Archives

Tags

Posts with tag "speech recognition"

emacslisten (an idea)

By Christopher Allan Webber on Fri 11 October 2013

An idea I've wanted to pursue for some time now but never really have had time to work on is some kind of voice-activated emacs interface. (I'm proposing the name emacslisten here partly as a tribute to the super amazing emacspeak, which is kind of the reverse of this accessibility project.) Unfortunately, several attempts of this have been tried, but as far as I know they all rely on Dragon Naturally Speaking. Given that this is nonfree, it's a non-starter for me (not to mention the fact that I neither want to use Windows nor Wine). What to do?

Here's a brief, and I mean really brief, sketch of how I think things maybe could work.

  • Write a python daemon using the gstreamer bindings for pythonsphinx and exposing a d-bus interface. (This tutorial worked for me by the way, though I did have to change gconfaudiosrc to pulsesrc... then it worked.) This will be where commands are actually "listened" from.
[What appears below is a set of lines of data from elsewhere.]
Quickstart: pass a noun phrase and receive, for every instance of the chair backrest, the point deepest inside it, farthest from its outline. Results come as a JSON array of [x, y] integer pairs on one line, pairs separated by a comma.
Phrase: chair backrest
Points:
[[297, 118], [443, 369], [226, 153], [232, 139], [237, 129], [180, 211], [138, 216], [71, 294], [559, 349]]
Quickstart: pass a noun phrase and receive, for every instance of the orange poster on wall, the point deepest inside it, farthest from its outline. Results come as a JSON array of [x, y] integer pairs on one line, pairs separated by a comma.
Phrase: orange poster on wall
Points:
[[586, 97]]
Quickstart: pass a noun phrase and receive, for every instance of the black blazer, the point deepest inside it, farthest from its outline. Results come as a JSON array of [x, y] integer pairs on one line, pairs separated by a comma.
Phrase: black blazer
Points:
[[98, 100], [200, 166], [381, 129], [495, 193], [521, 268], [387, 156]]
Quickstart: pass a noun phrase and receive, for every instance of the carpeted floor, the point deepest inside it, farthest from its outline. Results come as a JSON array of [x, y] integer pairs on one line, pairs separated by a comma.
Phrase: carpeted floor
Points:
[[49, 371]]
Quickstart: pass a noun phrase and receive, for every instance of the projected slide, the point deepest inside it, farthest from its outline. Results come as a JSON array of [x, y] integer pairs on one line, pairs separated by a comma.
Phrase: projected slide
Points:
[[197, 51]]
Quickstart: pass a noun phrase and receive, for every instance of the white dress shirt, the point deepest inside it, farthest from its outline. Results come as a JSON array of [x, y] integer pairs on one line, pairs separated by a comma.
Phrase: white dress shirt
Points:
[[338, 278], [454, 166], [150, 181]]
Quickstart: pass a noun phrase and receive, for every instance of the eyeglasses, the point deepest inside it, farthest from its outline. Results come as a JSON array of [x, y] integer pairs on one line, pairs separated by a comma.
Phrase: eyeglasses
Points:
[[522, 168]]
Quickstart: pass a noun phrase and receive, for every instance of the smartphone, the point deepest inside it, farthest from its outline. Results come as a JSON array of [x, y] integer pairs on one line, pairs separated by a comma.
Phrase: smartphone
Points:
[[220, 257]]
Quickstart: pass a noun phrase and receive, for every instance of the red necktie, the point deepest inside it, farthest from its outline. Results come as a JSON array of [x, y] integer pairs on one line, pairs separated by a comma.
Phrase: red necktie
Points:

It might, optionally, have an --interface mode with some kind of gtk dialog.
  • Write an emacs minor-mode to listen to those d-bus calls.
  • Probably, as for how it would work, it would be a bit more vi-style modal, but also contextually modal depending on what major-mode you're in in emacs (yes I know, confusing). So, you could jump in and out of write mode vs different kinds of command mode. Depending on what major mode you're in might affect the kind of commands you're restricted to; this might improve accuracy, since you could set pythonsphinx to a more limited subset of commands. (Presumably you could set up emacs to be able to speak to this process and switch out the command set also.)
  • Just like emacs does every keybinding bound to a lisp function, every vocal command is bound to a function.

Crazy? Probably. Crazy enough to work? Maybe.

I wish I had time to run this project. And admittedly, there's a common, unfortunate pattern amongst hackers that when they're having wrist problems, they're desparate to figure out some kind of voice activated editing software. But when their wrists are okay enough, they're too busy to actually care to invest that time in it.

I can't run this project myself, but I could help with it, if someone else would be willing to take the lead on it. Anyone interested?

EDIT: In case you're wondering, Tavis Rudd's "Using Python to Code By Voice" is definitely an inspiration. As far as I know he hasn't made a release of the software though (he did kindly offer to send me the source at one point, but I didn't want to get Dragon Naturally Speaking, so I never went through with it). It might be a great base though, and anyway, it's definitely a source of inspiration. I'd really love to see a public release of the code!

EDIT / UPDATE 2: I started working on this. Not much to see yet, but you can speak and words appear in the minibuffer. Get it here and help improve it!